For the record, resizing an ezjail goes like # zfs list # zfs get quota tank/jails/cgit # zfs set quota=15G tank/jails/cgit (so next time I can find it in my mail archive, and I guess it should go in a wiki somewhere. On osmocom.org?)
Last time it was the jenkins jail hitting disc limits. Then I said "We should probably set a refquota so that the live file system's quota is somewhat independent from the quota used for snapshots." I see the jenkins jail now has a 40G refquota, but the others seem not to. How does it work, set a huge quota to allow space for snapshots, and limit the fs itself by a refquota?
~N
On 2. Sep 2017, at 03:14, Neels Hofmeyr nhofmeyr@sysmocom.de wrote:
Hi!
Just now I only got long waits and then "502 Bad Gateway" on git.osmocom.org ... the cgit ezjail hit its root partition limit. I had to re-figure out what I did last time, tried to find ezjail-admin options until finally I ended up back in zfs and started remembering... I increased the zfs quota for the cgit jail from 10G to 15G. Now it's working again.
What takes 10G? The actual git repos are mounted RO and should not consume any space. The only thing that should take space is the log and the cgit cache.
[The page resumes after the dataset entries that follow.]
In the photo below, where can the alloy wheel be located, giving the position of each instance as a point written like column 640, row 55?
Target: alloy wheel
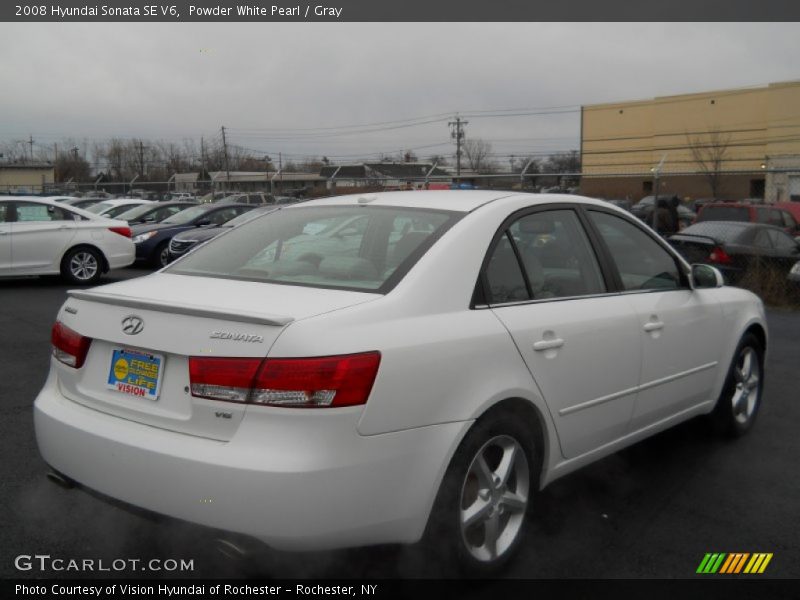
column 494, row 498
column 83, row 265
column 747, row 374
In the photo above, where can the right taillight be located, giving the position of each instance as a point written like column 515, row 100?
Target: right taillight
column 317, row 382
column 69, row 347
column 123, row 231
column 719, row 256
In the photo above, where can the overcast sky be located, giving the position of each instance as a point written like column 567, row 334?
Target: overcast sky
column 269, row 82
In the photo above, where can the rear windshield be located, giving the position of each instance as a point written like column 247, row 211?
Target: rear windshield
column 724, row 213
column 345, row 247
column 720, row 231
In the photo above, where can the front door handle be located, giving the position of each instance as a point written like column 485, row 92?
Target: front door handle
column 548, row 344
column 654, row 325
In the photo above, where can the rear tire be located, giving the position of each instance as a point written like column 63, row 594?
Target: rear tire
column 161, row 255
column 483, row 507
column 740, row 400
column 82, row 266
Last time it was the jenkins jail hitting disc limits. Then I said "We should probably set a refquota so that the live file system's quota is somewhat independent from the quota used for snapshots." I see the jenkins jail now has a 40G refquota, but the others seem not to. How does it work, set a huge quota to allow space for snapshots, and limit the fs itself by a refquota?
quota -> refquota is a good thing. Let's do it. I think we ran into this not because the actual jail size was > 10GB but the cache was re-written over the last weeks.
holger
Hi Neels,
thanks for looking into this.
On Sat, Sep 02, 2017 at 03:14:33AM +0200, Neels Hofmeyr wrote:
Just now I only got long waits and then "502 Bad Gateway" on git.osmocom.org ... the cgit ezjail hit its root partition limit. I had to re-figure out what I did last time, tried to find ezjail-admin options until finally I ended up back in zfs and started remembering... I increased the zfs quota for the cgit jail from 10G to 15G. Now it's working again.
the question is why does it need that much quota? Right now I can see that it only uses only 2.1GB on disk:
root@cgit:/ # df -h Filesystem Size Used Avail Capacity Mounted on tank/jails/cgit 8.4G 2.1G 6.3G 25% /
Did you (or somebody else) clear the cgit cache (it's currently 1.8GB)? The cache is limited in number of files (10k), not in size of those files by (cgitrc 'cache-size' attribute).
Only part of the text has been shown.